Seputaran detik terkini - Pilkada Depok diramaikan kasus dugaan
pelecehan seksual calon Wakil Wali Kota dari PKS Imam Budi Hartono
terhadap pesaingnya, calon Wakil Wali Kota dari PDIP Afifah Alia dengan
ucapan 'sekamar sama saya saja'. Partai Gerindra sebagai salah satu
pengusung Afifah di Pilkada Depok menyesalkan kejadian tersebut.
"Kami
prihatin dan menyesalkan kejadian tersebut. Patut diduga hal tersebut
merupakan pidana pelanggaran kesusilaan sebagaimana dimaksud Pasal 281
KUHP. Kalau di luar negeri hal seperti itu bisa dihukum berat, tapi
nggak tahu bagaimana penegakan hukum kasus ini," kata juru bicara Partai
Gerindra, Habiburokhman, kepada wartawan, Sabtu (12/9/2020).
Menurut
Habiburokhman, banyak masukan dari emak-emak di Kota Depok agar kasus
ini dibawa ke ranah hukum. Namun demikian, Habiburokhman menyerahkan
keputusannya kepada Afifah.
"Banyak masukan dari masyarakat
terutama emak-emak (Depok) agar kasus ini dibawa ke ranah hukum sehingga
bisa menjadi pembelajaran bagi semua pihak, tapi kami serahkan kepada
Bu Afifah mau bagaimana," ujar Habiburokhman.
"Belum (komunikasi dengan Afifah), kami menunggu saja. Kalau diminta bantuan ya akan kami bantu," tuturnya.
Habiburokhman
menegaskan tokoh politik harus berkomitmen memerangi pelecehan seksual.
Hal itu menurutnya juga sesuai dengan ajaran agama untuk menghormati
perempuan.
"Terlepas bahwa kani partai pengusung Pradi-Afifah,
kita semua sebagai tokoh politik panutan masyarakat harus menunjukkan
komitmen memerangi segala bentuk pelecehan seksual, baik secara fisik
maupun verbal.

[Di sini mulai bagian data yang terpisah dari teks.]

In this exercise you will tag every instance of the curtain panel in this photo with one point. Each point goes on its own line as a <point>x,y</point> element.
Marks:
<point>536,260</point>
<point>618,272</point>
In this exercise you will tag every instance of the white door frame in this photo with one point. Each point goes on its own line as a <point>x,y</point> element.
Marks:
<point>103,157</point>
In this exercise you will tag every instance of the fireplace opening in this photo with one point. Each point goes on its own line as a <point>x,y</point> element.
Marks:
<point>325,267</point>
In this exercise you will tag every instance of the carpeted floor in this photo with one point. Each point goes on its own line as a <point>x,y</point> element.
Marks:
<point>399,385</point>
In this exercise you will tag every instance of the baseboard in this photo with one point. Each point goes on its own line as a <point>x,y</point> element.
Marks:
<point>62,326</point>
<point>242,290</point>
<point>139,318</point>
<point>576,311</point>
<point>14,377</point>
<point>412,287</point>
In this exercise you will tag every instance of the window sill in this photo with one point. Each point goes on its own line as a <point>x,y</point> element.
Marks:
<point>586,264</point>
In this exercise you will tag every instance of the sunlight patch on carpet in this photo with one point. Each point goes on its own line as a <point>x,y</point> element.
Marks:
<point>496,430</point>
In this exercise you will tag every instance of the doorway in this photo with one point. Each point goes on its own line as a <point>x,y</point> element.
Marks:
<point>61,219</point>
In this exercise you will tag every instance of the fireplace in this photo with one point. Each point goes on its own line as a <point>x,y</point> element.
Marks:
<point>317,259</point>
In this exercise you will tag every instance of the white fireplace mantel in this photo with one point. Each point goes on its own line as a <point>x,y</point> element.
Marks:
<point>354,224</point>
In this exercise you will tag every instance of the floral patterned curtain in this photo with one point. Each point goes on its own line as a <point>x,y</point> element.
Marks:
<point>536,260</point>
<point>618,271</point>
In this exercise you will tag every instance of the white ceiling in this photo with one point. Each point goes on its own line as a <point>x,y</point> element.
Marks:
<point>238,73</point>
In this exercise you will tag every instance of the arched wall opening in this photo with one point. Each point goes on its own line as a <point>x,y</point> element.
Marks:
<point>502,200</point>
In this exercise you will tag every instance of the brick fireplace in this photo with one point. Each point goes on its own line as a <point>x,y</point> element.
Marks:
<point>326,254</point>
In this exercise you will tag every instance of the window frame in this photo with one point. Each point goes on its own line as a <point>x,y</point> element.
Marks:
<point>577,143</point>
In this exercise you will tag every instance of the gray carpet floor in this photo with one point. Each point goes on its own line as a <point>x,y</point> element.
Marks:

Dalam ajaran agama apapun juga jelas, kita tidak boleh
melecehkan perempuan," tegasnya.
Sebelumnya, ajakan 'sekamar
saja' Imam Budi Hartono kepada Afifah Alia dilontarkan saat mereka
menjalani tes kesehatan di RS Hasan Sadikin, Bandung. Imam sudah
mengklarifikasinya.
"Itu untuk mencairkan suasana agar
menghilangkan kekakuan komunikasi sesama paslon, dan yang saya maksud
Afifa itu panggilan cucu saya, bukan beliau," kata Imam Budi Hartono
kepada wartawan, Jumat (11/9).
Versi Imam, saat itu dia dan
Afifah duduk agak berjarak. Dia menyebut Afifah mungkin tak mendengar
kalimat yang dia ucapkan sepenuhnya.
"Karena jarak duduk kita
berempat berjarak, mungkin nggak kedengar lanjutan ucapan kalimat saya
yang menyebut nama cucu, Afifa itu artinya kesederhanaan," ujar Imam.
Afifah merasa ajakan 'sekamar saja' dari Imam sebagai pelecehan. Afifah mendesak politikus PKS itu minta maaf.
"Yang
saya inginkan adalah permintaan maaf, dan janji untuk tidak mengulangi
pelecehan seperti ini kepada saya maupun perempuan lainnya di kota
Depok," kata Afifah dalam keterangan tertulis, Jumat (11/9).